Shifting our focus away from academic success will enable students to demonstrate their skills and competencies in preparation for active participation as citizens of the world (Fullan, 2021).
Any school system deemed to be excellent must be measured in a manner that encompasses not only academic test scores but also by the development of human qualities and interpersonal skills needed to thrive in society (Levin, 2012).
Many papers currently address ‘learning lost’ as a result of the pandemic (Brown et al., 2020; Drane et al., 2020; Gore et al., 2021).
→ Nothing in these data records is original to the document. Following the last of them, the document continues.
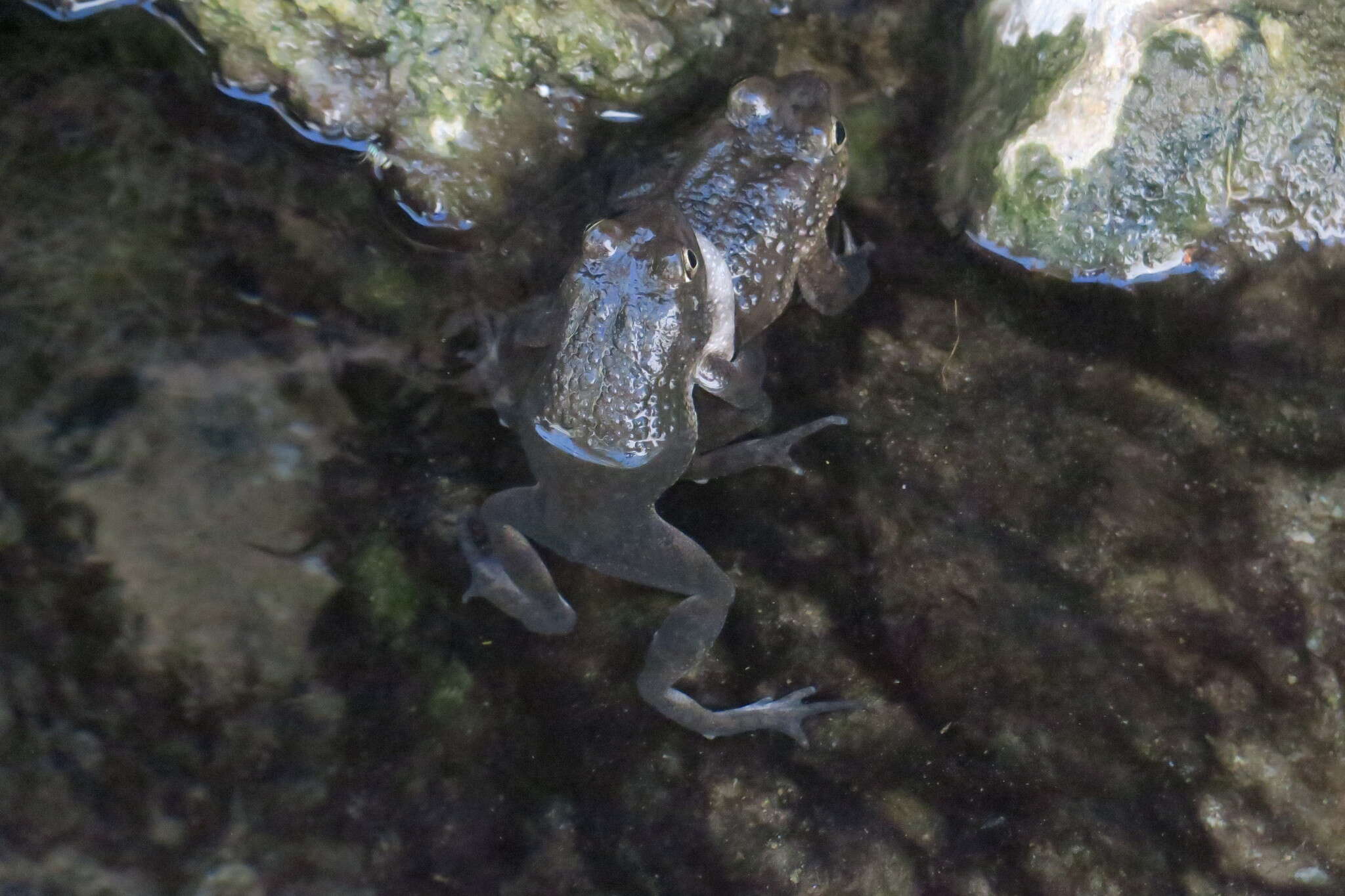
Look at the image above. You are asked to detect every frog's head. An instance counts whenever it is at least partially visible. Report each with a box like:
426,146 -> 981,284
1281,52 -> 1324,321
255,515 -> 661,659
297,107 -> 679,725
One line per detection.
571,202 -> 707,333
725,71 -> 849,165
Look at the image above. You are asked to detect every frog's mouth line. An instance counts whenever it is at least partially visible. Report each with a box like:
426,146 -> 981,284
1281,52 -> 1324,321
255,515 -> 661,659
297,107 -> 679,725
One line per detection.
533,416 -> 663,470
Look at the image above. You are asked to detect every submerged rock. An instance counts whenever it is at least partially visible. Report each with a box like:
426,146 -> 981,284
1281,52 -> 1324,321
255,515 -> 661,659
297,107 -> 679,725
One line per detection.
0,351 -> 349,702
940,0 -> 1345,281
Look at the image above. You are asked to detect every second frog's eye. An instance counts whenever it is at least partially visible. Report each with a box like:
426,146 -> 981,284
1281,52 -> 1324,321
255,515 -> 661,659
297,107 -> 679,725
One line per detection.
682,249 -> 701,282
831,118 -> 845,149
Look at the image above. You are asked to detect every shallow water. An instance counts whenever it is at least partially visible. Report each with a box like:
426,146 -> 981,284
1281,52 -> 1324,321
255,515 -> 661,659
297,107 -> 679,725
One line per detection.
0,4 -> 1345,896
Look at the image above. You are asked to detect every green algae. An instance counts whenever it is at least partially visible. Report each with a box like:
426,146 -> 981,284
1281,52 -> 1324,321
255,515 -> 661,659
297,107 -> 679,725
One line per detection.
942,4 -> 1345,281
171,0 -> 751,240
351,530 -> 424,642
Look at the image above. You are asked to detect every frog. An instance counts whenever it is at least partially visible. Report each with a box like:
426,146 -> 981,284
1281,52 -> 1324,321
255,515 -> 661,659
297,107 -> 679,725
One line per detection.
458,202 -> 856,744
613,71 -> 873,430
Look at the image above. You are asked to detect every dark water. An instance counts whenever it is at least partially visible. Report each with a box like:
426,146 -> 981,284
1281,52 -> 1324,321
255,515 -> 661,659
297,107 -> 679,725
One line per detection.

Yet readers of such articles could be forgiven for correlating this with a narrow view of learning that equates to academic success and grades. When addressing ‘learning loss’ as a result of the pandemic, it implies that the only kind of learning is that gained through the traditional classroom environment (Fullan, 2021).
However, there is much learningthat occurs as a result of the
social contact in the classroom and playground context too. This is often referred to as the ‘hidden curriculum’ and is vital in understanding one’s role in society (Hafferty, 1998).
The kindergarten child learning to stand in line, wait their turn or raise their hand to speak is mastering important life skills that are challenging to replicate in a virtual classroom.
It is imperative that when speaking of the pandemic’s impact on learning we look beyond the grades and form an integrated view of wellbeing and academic learning that best represents the complex, volatile and evolving world our students are destined to occupy (Fullan, 2021).
Agency and voice
There is a gap in the National Assessment Program when it comes to the emotional wellbeing of students, teachers and school leaders. If we are to be sincere in our appraisal of the education system it is imperative that we re-imagine a National Assessment Program that affords its stakeholders agency and voice to generate a holistic view of what success looks like.
Looking to the future and seeking to make the lessons of the pandemic a defining moment in our education system, let’s embrace the opportunity to gain ground on measures that matter and generate a picture of success that reflects the culture, character and competency of Australian schools.